Smriti Natarajan once dreamed of being accepted into the Hogwarts School of Witchcraft and Wizardry so she could concoct potions and learn charms to improve the lives of others. She’s now a high school senior and headed to the University of Texas at Dallas (UTD) this fall, but the Harry Potter nostalgia remains.

“Instead of harnessing the power of a magic wand, I’m using the magic of knowledge to do the same thing I wanted to do when I was 8 – improve the lives of others who need help the most,” she said.

Smriti, the daughter of TIer Nat Natarajan and his wife, Chellammal, is one of 28 2018 Junkins scholars – recipients of a one-time $5,000 scholarship given to National Merit Scholarship® finalists who are children of employees. The scholarship, named in honor of former Chairman, President and CEO Jerry R. Junkins, is funded by the TI Foundation.

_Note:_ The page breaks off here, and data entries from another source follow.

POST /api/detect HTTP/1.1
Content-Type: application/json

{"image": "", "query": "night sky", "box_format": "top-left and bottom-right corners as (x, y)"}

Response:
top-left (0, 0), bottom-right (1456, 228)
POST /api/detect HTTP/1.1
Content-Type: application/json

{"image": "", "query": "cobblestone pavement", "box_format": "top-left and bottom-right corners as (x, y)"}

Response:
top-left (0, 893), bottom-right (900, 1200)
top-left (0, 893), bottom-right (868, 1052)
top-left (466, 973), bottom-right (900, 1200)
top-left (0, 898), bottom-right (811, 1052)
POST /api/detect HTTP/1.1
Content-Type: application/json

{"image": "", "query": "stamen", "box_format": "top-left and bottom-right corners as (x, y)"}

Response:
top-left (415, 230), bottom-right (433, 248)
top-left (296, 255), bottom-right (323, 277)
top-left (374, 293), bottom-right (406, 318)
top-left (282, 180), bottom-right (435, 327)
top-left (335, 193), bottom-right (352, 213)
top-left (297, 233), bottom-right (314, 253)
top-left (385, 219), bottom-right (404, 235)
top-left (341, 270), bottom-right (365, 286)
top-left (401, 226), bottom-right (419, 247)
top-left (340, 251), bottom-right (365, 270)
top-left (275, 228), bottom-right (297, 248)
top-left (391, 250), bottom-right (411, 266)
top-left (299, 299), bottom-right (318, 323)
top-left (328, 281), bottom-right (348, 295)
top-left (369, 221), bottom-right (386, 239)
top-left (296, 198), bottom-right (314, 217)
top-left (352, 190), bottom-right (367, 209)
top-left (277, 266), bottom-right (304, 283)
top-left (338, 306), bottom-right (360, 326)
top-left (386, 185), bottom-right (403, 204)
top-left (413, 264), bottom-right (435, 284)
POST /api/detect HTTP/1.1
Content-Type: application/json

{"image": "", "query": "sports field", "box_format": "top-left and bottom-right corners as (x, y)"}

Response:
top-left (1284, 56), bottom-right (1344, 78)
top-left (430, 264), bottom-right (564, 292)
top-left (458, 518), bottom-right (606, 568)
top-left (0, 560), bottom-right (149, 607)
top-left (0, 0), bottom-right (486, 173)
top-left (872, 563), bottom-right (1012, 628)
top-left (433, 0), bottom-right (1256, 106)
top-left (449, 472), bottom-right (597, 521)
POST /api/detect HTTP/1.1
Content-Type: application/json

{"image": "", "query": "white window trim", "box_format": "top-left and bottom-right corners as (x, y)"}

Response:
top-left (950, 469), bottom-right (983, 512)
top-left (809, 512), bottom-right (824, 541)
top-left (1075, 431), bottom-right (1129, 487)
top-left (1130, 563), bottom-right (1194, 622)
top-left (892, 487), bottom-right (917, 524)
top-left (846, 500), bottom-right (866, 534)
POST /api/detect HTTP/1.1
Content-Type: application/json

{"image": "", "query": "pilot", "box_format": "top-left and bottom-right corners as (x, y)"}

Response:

Smriti’s desire to effect change began early in her high school career. She decided to start an American Red Cross club at McKinney Boyd High School in McKinney, Texas, when she was a freshman. She saw a need to help homeless residents in the McKinney area and decided to collect hygiene kits, including for a homeless student and his family when they needed it the most.

“That sparked the question – ‘How can I help people at a time when they need help the most?’ I wanted to take this idea of providing immediate relief to those in need and to grow it,” she said.

That spark ignited Inspire, Aspire, Desire – a nonprofit organization that Smriti and her father manage. Beneficiaries of its fundraising efforts include a childcare center at St. Jude’s Children’s Hospital and those affected by Hurricane Harvey in 2017, who received hygiene supplies and blankets while in Houston-area shelters.

Not one to sit still, Smriti also launched an initiative at her high school to promote STEM subjects. She brought in a computer science professor from UTD, who lectured about the basics of computer science and led students through interactive lessons. Smriti also convinced the biology department at Southern Methodist University to create research internships for McKinney Boyd students.

“I’d be in biology labs after school and my friends thought I was weird,” she said. “I tried to tell them how cool and interesting biology was, but it just didn’t click for them. So I thought that I should start something that really showed them how STEM fields can be fun. I wanted to spread the same passion I have for STEM subjects to others.”

Smriti – who is interested in both the practical and research sides of medicine – plans to major in biology at UTD.

“I’m not sure where I’ll be in 10 years, but I do know for certain that I’ll be doing something in the medical field to help people in need,” she said. “We’ll see what’s next.”